The difference are that the Czech already had a rather developed national identity even before their national awakening, while the Slovenians hadn’t. They had been treated like any other Austrians for a millennium, while the Czech thanks to the political structure of Bohemia had been treated different. The Poles are also a bad comparison as a strong Polish identity already existed
This doesn't really matter as Slovenians were already developing an identity as well and the Czechs weren't really that "developed" as they also experienced similar things to many other nationalities during the late18th and 19th century:
https://en.wikipedia.org/wiki/Czech_National_Revival
I'm not sure how much the different political structure matters, if anything Bohemia was ruled pretty strictly during the 17 and 18th century.
It’s core part of the Austria, because it have been in union with the rest of Austria for so long. You could just as well ask why Styria or Carinthia was core parts of Austria.
Well ruled 2 centuries more than Bohemia, but I don't think that's really what makes something a core territory.
Also yes, I would say both Styria and Carinthia are not core territories of the Austrian state, even if just taking Cislethania in consideration, the core of the Austrian states was "always" the Danube valley, Pannoia, Czechia and Slovakia.
Strange, why does Prussia get to keep its land outside of the German Confederation but not Austria?
Anyways as others have stated Bohemia probably gets a fair amount of autonomy.

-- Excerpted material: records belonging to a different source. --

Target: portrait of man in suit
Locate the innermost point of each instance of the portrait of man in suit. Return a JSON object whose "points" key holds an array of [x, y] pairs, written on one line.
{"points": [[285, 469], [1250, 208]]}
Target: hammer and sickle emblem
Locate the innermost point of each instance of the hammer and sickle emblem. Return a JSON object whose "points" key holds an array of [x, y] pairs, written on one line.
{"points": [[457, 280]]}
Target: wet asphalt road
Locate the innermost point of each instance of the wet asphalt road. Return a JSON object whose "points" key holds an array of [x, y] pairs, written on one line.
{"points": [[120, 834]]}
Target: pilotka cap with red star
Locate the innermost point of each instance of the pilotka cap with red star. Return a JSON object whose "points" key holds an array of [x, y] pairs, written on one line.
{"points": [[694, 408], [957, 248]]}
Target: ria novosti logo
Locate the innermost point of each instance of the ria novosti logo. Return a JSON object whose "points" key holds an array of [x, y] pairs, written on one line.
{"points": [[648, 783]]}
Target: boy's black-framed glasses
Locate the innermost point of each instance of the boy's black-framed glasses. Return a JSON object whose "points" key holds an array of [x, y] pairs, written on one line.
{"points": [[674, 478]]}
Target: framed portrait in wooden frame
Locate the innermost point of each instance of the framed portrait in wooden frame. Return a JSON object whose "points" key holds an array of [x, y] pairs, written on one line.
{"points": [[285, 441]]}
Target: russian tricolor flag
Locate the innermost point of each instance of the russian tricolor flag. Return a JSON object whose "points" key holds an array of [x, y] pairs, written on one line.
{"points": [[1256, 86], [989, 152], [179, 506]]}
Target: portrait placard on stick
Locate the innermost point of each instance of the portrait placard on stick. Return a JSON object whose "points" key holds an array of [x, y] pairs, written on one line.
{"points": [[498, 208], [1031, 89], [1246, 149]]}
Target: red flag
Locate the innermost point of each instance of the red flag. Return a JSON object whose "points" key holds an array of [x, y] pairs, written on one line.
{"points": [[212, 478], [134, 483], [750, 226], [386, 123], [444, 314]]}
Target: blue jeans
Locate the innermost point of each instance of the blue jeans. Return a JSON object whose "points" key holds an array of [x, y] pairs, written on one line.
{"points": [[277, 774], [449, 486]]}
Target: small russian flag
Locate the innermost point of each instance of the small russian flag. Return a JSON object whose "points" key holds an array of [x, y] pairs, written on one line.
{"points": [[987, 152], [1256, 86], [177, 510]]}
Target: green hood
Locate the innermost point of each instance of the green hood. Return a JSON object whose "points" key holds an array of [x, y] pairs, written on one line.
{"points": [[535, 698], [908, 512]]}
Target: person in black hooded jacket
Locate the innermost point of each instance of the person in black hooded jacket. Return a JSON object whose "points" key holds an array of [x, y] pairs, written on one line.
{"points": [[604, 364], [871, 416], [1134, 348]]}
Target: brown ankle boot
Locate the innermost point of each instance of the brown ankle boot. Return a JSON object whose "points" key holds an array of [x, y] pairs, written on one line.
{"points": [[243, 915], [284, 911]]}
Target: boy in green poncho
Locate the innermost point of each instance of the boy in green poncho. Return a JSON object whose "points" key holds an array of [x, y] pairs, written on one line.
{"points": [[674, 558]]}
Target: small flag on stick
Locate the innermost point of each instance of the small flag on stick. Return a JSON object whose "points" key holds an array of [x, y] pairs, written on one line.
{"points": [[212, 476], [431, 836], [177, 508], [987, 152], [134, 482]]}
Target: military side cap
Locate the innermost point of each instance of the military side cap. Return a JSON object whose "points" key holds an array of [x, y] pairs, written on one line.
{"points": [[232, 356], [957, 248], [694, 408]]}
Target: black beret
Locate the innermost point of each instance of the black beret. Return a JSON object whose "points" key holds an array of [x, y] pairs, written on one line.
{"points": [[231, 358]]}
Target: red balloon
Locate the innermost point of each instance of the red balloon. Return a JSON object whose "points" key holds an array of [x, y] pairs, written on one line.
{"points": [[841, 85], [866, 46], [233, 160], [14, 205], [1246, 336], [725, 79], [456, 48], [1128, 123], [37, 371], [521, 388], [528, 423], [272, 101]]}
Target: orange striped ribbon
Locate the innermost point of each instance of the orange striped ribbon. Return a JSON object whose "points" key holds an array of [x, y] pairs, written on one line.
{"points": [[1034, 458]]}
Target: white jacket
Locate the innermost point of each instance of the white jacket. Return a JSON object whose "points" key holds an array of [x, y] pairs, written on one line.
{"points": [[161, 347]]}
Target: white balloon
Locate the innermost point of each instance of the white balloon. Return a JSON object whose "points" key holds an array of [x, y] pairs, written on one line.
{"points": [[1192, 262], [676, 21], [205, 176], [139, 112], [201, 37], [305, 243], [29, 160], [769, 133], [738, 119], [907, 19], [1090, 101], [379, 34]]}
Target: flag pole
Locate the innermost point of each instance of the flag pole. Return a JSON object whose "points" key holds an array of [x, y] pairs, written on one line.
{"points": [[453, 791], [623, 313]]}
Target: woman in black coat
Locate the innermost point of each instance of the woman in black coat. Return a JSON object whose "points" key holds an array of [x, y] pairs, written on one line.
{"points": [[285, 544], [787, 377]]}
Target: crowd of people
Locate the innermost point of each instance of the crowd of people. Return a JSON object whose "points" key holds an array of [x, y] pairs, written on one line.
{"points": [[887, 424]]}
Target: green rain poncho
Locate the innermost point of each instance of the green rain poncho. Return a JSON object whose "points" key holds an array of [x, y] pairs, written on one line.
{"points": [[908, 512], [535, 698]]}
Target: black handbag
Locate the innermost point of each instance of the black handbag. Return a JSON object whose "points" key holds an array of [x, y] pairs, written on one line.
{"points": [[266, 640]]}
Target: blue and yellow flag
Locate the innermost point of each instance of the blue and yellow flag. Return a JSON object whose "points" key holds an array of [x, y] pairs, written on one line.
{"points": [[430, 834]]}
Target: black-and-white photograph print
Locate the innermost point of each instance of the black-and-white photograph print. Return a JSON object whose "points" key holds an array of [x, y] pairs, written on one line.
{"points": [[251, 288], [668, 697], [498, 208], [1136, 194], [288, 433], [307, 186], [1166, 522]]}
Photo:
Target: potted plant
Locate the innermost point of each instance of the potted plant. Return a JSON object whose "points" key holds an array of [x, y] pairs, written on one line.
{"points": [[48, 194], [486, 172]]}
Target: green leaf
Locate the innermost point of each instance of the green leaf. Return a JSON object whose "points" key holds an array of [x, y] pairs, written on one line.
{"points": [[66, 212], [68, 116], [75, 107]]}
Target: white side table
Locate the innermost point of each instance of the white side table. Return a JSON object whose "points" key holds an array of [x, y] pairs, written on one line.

The Slovene national awakening is already underway so I don't see them being assimilated. However, like Lusatia, I don't see it gaining any formal autonomy despite their distinct and geographically contiguous culture. Unless of course this Germany's constitution had some goofy provision that would make that desirable for cynical reasons (like if there was some sort of representative body where each member kingdom got one vote, in which case a Slovene kingdom would increase the Habsburg vote by 50%).
Prussian territory had a large portion of Germans and a relatively small amount of minorities, a relevant portion of which was still Protestant, in this case Austria could probably take Ödenburg/Sopron and Preßburg/Bratislava and push the border eastwards but even the territory inside the Gemran confederation have a lot of non-Germans. The 2 situations are not comparable for this reason.
But why would Bohemia get autonomy over Slovenians? There are substantial amounts of Germans in the region(1/3 of the population), the religion is catholic and the area is a core industrial and economical regions surrounded by German land.